Hannah Arendt als Filmheldin? Das kann wohl kaum etwas Rechtes werden. Schon gar nicht, wenn die Film-Autorin Margarethe von Trotta, berühmt geworden durch ihre Porträts großer Frauen, ihre Motivation so umreißt: »Wieder hat mich die Frau interessiert, die sich hinter der unabhängigen Denkerin verbirgt.« Die Frau »hinter« der Denkerin – wer dächte da nicht vor allem an die langwierige, konfliktreiche Beziehung zu Martin Heidegger und das Entsetzen der jungen Jüdin, daß der verehrte und geliebte philosophische Lehrmeister sich mit den Nazis einließ. Dieser Heidegger, dargestellt von Klaus Pohl, bleibt freilich eine so mediokre Figur, daß weder die Begeisterung für den charismatischen Denker noch die erotische Attraktion glaubhaft wird.
Von der Denkerin aber, »hinter« der die Frau »sich verbirgt«, erfährt man eigentlich nur, daß sie mit ihrem Bericht über den Eichmann-Prozeß und der darin vertretenen Theorie von der »Banalität des Bösen« ungeheure Turbulenzen ausgelöst hat, sich aber von Angriffen, Beschimpfungen und Morddrohungen nicht einschüchtern ließ. Barbara Sukowa, eine Schauspielerin von beispielloser Ausdruckskraft der Augen, spielt eine unbeugsame Intellektuelle, die durchaus rechthaberisch wirken kann und manchmal das Hauptverdikt der Gegner Hannah Arendts zu rechtfertigen scheint: Arroganz ohne Mitgefühl. Ungespielt bleibt, wie die Prozeßbeobachterin schaudernd zu der Einsicht gekommen ist, daß dieser Eichmann, der perfekte Organisator der Transporte in die Vernichtungslager, kein Dämon, kein sadistisches Ungeheuer gewesen ist, sondern, schlimmer, ein ganz gewöhnlicher Mensch mit großer Anpassungsbereitschaft. So kann nicht hinreichend klarwerden, daß die »Banalität des Bösen« nicht eine originelle Interpretation ist, mit der man einen hitzigen Meinungsstreit auslöst, sondern eine beklemmende, ja erschreckende Beobachtung, die das moralische Dilemma nicht mildert, sondern verschärft. Denn Sadisten sind relativ selten; brave Mitmacher aber, die unter gegebenen Umständen zu Eichmännern werden können, sind wir möglicherweise fast alle.

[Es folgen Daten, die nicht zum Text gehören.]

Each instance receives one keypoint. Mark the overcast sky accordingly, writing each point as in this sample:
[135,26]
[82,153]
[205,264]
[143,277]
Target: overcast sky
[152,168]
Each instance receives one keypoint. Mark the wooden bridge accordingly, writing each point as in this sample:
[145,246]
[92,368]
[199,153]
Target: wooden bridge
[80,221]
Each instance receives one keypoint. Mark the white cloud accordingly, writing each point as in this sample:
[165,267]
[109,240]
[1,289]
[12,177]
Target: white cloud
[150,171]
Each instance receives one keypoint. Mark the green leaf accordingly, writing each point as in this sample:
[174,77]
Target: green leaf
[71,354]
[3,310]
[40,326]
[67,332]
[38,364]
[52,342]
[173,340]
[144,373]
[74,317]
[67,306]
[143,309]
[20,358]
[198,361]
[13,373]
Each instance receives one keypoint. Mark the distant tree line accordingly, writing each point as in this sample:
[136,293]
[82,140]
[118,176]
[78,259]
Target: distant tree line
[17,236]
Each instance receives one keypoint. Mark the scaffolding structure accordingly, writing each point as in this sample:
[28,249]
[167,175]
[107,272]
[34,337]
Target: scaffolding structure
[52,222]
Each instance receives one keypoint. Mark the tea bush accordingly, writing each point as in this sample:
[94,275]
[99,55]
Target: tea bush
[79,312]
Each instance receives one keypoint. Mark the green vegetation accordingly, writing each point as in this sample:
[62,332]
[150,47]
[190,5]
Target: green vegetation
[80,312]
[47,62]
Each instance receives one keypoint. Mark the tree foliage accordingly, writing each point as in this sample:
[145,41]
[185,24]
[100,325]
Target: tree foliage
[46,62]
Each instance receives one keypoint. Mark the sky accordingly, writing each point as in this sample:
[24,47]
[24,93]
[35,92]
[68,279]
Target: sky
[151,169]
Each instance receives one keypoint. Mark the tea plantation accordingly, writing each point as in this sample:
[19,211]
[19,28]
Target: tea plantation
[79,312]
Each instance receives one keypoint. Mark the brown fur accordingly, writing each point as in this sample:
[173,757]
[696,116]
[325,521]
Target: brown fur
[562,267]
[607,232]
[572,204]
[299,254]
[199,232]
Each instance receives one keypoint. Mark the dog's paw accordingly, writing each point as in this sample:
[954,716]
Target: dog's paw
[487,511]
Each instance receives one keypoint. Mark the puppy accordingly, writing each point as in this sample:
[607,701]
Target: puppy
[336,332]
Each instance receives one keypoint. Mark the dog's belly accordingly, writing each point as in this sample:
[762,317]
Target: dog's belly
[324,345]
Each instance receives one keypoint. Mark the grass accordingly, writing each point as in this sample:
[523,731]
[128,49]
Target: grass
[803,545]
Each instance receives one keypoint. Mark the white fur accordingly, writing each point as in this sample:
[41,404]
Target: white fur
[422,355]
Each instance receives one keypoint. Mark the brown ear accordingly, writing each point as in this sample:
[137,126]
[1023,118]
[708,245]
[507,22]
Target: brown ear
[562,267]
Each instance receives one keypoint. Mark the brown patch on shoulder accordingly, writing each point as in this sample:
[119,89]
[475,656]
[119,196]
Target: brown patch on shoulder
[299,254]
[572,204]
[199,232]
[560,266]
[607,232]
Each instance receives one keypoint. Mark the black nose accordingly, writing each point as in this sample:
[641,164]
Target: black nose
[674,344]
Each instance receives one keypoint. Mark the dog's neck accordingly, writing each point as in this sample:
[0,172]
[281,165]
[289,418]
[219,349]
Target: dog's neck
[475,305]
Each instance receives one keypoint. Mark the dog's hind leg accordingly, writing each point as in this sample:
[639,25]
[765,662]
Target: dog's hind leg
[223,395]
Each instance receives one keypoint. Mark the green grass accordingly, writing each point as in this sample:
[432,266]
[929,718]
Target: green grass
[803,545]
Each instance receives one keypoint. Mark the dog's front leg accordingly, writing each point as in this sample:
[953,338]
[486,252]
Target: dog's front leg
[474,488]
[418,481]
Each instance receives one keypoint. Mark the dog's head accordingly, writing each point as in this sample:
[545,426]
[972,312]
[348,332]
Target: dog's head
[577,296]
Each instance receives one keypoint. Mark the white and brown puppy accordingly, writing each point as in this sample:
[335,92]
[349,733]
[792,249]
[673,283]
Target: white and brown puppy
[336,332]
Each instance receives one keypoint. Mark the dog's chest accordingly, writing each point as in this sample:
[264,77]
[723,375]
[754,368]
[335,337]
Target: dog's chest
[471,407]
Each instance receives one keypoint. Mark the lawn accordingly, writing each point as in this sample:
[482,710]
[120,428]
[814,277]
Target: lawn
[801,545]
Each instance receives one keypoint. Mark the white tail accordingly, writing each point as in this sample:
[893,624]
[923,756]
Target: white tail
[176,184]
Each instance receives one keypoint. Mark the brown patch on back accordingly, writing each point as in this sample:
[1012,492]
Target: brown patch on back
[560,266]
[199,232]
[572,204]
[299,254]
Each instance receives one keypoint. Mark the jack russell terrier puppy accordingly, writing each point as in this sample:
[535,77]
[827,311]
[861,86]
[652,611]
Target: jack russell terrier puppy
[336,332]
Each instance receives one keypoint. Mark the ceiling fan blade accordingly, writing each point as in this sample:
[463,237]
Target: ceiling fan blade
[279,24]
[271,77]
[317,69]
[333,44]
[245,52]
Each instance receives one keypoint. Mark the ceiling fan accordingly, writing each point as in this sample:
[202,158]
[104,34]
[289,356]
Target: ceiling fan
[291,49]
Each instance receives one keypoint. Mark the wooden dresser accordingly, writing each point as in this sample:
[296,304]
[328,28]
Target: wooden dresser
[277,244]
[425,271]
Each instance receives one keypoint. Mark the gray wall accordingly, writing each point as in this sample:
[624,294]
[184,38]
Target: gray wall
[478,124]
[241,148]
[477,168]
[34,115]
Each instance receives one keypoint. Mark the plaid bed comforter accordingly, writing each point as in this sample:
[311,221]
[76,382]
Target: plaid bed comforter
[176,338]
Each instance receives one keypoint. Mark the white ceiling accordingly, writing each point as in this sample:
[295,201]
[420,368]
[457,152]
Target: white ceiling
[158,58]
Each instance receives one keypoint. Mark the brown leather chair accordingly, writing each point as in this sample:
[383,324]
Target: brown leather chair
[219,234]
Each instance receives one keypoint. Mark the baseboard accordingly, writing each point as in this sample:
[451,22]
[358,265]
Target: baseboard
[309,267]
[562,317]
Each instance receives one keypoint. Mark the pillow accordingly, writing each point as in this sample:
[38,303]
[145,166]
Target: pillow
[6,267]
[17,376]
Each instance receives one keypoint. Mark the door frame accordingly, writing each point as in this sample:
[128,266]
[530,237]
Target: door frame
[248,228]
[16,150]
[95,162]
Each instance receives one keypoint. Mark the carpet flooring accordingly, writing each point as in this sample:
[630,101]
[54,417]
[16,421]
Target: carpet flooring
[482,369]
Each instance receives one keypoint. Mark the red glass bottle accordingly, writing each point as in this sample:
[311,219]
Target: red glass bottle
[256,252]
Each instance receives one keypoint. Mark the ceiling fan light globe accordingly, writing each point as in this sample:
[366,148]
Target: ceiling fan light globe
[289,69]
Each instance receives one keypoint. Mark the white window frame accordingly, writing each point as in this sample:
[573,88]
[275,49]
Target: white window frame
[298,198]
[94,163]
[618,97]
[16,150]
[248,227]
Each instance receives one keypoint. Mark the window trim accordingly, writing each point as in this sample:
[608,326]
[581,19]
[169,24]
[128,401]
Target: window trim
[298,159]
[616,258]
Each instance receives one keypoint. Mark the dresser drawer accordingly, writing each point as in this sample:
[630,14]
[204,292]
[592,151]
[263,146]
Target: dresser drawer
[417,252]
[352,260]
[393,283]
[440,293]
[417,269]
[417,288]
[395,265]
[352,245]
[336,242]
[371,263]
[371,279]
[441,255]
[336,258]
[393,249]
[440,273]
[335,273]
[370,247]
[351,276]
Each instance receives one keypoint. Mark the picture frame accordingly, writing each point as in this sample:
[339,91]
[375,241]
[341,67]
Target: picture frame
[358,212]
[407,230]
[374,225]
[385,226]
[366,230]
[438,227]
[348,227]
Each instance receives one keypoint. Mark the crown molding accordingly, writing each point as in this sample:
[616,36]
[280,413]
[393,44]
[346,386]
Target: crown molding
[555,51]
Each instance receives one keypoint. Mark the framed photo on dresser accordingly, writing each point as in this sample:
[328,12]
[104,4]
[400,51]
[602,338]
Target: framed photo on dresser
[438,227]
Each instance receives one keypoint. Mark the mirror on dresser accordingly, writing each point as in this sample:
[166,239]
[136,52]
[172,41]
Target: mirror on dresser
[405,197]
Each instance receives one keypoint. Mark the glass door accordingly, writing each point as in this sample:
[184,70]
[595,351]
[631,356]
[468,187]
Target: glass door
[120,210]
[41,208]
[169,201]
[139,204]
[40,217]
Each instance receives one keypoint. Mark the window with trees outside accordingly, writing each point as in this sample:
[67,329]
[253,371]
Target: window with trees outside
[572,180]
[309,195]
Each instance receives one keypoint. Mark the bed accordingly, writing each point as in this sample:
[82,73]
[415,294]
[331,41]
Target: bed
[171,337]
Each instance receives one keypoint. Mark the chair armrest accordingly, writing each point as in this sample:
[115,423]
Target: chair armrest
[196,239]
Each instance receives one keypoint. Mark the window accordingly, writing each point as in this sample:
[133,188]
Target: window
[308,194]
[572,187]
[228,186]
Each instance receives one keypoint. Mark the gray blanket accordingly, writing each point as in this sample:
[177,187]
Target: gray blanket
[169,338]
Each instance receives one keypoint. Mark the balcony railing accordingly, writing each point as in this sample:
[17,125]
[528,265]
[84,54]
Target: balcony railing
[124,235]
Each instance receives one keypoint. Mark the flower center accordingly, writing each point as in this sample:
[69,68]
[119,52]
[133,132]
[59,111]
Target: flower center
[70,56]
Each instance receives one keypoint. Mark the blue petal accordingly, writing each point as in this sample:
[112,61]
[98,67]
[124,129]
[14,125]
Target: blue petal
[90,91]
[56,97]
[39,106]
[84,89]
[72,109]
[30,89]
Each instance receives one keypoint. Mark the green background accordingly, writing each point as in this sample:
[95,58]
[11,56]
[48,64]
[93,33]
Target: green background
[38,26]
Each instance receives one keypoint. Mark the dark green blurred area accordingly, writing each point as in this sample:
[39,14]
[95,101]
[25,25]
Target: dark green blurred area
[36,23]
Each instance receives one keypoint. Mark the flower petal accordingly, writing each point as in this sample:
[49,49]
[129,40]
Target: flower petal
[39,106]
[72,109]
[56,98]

Vor allem aber wird nicht deutlich, daß Hannah Arendts Beobachtung nicht so sehr Vergangenheitsdeutung, sondern vielmehr Zukunftswarnung war. Sie sah in der Vernichtung der Juden Europas nicht einfach die bösartige Steigerung des altbekannten Antisemitismus, sondern das Heraufkommen eines völlig neuartigen Typus von Verbrechen: des von einem entarteten Staatswesen angeordneten »Verwaltungsmassenmordes«. Sie hielt Wiederholungen für möglich, ja wahrscheinlich und nannte als Beispiele unter anderem das atomare Wettrüsten, wo willige Fachidioten zynisch mit »Megatoten« und »Overkill« ihre strategischen Planspiele durchkalkulierten. Nur diese Zukunftsperspektive würde dem Film aktuelle Brisanz geben. So bleibt es beim schulfunkartigen Rückblick auf eine imponierende historische Persönlichkeit, die uns nicht mehr mitzugeben hat als die Mahnung, daß wir mit dem Verzicht auf das eigene Denken unsere Menschlichkeit verlieren.